A SHA3-512 checksum is created for the metadata, the file data and the whole file. These checksums allow scanning the
files for any data corruption.

While the checksums for the metdata block and file data are encrypted, the checksum for the whole file is stored
unencrypted and allows quick checks for file corruption.


Non-Goals
---------

### Multiple Keys / Trust

This library or file format is not intended to be a replacement for tools like PGP, where files can be encrypted with
multiple public keys.

### Protection from Maliciously Manipulation

While the files use checksums to detect any data corruptions, these checksums are not signed with a private key.
Therefore, there is a slim change, the file can be manipulated in a way which can not be detected.

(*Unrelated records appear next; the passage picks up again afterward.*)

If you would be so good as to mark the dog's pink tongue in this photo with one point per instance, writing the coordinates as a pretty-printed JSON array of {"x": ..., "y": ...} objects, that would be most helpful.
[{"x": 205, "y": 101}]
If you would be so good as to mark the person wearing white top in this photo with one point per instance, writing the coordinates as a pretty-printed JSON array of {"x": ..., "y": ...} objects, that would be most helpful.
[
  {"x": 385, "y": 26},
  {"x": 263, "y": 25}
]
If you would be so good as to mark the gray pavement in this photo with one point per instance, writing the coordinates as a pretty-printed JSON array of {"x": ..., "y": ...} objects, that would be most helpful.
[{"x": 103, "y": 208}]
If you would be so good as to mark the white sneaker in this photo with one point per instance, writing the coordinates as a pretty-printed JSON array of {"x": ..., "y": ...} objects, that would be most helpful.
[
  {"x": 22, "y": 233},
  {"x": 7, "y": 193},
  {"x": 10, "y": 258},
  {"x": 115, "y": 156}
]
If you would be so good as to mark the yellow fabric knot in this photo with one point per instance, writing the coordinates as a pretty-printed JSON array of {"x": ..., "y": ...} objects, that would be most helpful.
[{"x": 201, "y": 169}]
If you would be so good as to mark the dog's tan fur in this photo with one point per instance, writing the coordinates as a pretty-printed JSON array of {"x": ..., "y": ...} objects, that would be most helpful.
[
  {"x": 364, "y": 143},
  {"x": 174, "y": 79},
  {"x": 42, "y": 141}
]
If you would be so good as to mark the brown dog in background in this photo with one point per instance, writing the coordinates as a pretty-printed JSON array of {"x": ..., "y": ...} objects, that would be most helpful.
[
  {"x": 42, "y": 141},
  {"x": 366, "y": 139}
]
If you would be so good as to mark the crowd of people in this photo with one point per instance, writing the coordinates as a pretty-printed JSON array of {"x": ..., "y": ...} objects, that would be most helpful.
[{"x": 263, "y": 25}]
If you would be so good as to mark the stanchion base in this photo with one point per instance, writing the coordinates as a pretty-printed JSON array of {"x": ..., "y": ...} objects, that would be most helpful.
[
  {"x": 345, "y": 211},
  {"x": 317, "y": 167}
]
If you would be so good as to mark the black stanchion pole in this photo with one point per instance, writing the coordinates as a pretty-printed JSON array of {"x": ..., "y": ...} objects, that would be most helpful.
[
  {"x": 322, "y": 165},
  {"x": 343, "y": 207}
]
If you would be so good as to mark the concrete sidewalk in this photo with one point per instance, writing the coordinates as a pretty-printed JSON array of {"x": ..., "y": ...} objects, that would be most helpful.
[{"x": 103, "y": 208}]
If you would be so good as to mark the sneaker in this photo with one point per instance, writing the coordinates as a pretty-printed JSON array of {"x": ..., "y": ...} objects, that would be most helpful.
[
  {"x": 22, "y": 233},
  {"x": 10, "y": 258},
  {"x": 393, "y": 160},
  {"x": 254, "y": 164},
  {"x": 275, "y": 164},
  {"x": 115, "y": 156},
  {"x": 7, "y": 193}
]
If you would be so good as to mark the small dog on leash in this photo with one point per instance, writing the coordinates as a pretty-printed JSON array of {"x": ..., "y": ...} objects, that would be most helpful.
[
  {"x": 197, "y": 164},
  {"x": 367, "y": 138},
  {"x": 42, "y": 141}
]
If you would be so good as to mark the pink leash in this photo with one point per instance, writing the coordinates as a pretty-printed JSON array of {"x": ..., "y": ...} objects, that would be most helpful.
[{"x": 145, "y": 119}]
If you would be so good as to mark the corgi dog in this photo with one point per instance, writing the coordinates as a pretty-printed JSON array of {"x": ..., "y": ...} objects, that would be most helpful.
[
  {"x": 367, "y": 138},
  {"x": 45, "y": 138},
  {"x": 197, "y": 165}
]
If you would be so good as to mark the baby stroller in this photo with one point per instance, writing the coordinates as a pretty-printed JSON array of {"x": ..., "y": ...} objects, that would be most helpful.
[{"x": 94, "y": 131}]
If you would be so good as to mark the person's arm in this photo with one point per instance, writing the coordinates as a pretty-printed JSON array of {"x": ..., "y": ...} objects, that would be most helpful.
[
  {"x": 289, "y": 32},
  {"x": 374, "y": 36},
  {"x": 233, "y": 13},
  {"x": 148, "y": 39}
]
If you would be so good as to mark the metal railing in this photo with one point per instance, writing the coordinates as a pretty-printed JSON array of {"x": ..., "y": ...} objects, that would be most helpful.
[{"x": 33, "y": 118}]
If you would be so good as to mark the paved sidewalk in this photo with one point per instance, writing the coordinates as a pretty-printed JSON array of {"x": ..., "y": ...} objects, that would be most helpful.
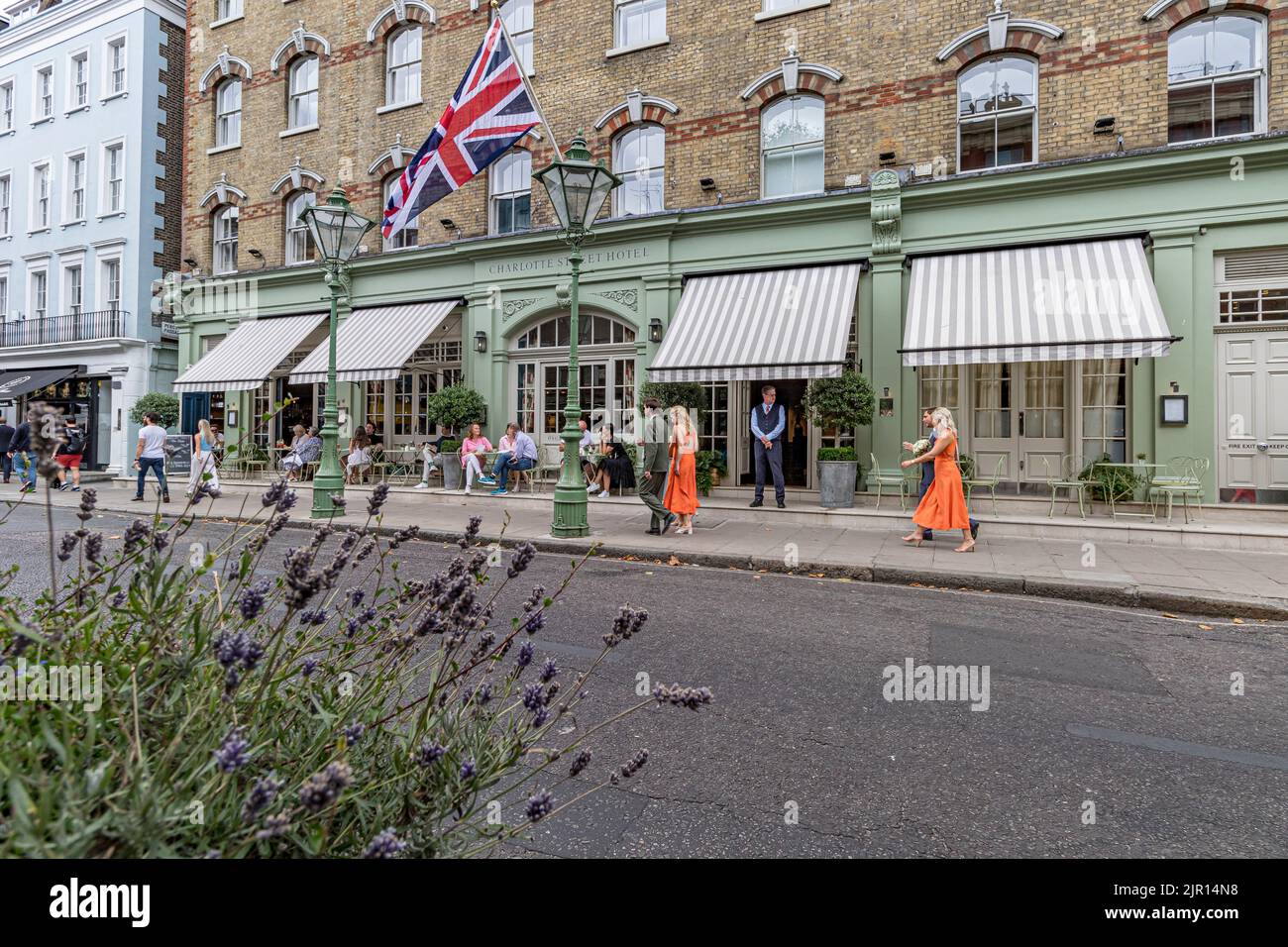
[{"x": 1203, "y": 581}]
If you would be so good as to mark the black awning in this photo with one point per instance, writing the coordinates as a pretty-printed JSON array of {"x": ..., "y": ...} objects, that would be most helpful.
[{"x": 14, "y": 384}]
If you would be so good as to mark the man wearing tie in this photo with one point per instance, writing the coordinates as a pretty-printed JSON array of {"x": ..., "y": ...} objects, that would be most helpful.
[{"x": 768, "y": 421}]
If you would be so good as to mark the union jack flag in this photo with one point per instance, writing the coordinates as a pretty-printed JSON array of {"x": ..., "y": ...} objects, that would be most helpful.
[{"x": 490, "y": 110}]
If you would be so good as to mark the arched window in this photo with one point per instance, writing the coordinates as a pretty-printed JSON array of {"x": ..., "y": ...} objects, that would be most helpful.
[
  {"x": 402, "y": 67},
  {"x": 510, "y": 182},
  {"x": 228, "y": 114},
  {"x": 299, "y": 241},
  {"x": 639, "y": 158},
  {"x": 791, "y": 146},
  {"x": 303, "y": 108},
  {"x": 410, "y": 235},
  {"x": 226, "y": 240},
  {"x": 1216, "y": 71},
  {"x": 997, "y": 114}
]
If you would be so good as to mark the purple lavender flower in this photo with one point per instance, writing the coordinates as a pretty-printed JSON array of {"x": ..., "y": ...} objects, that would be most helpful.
[
  {"x": 540, "y": 805},
  {"x": 232, "y": 753},
  {"x": 385, "y": 845}
]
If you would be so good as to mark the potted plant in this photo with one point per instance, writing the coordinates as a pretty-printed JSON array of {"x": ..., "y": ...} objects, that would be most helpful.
[
  {"x": 455, "y": 408},
  {"x": 845, "y": 401},
  {"x": 708, "y": 466}
]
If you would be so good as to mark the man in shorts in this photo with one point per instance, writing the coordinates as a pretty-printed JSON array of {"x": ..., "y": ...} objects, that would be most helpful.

The checksums for the metadata and file data are encrypted with the same symmetric key to prevent guesses/comparison
about the contents of the encrypted data. This encryption provides a protection about bit-flip attacks on the AES-CBC
encrypted data - but it is only detected after encrypting the data using the private key.


Used Algorithms and Hashes
--------------------------

The used encryption is strong and well established:

- For the key pairs, RSA 4096 keys are used.
- The symmetric key is encrypted using the RSA public key, using OAEP.
- For the actual data encryption, AES-256/CBC is used.
- An SHA3-512 digest are used to verify the integrity of the metadata and data.
- The metadata, data and the digests are encrypted, each with a random IV.
- The file digest is not encrypted to easily check for data corruption.

File Sizes
----------

By design, the format was made for files in a range of megabytes up to several terabytes.

Encrypting a large amount of small files generates lots of additional data. In these cases, consider collecting these
files into a container (e.g. ZIP container) first, then encrypt this container.

Files up to 10 TB should prove no problem, as the used AES-256/CBC encryption is efficient and fast.

There is an *arbitrary limit* for files greater than 10 TB. This limit is set to have a reasonable limit to verify the
file integrity.


File Format
-----------

The file format is documented in the file `Format.md`.


Sources
-------

All sources are available here: https://github.com/educateitgmbh/fast-file-encryption


License
-------

Copyright 2021 by Tobias Erbsland @ EducateIT GmbH

Licensed under the Apache License, Version 2.0 (the "License"); you may not use this file except in compliance with the
License. You may obtain a copy of the License at

http://www.apache.org/licenses/LICENSE-2.0

Unless required by applicable law or agreed to in writing, software distributed under the License is distributed on an "
AS IS" BASIS, WITHOUT WARRANTIES OR CONDITIONS OF ANY KIND, either express or implied. See the License for the specific
language governing permissions and limitations under the License.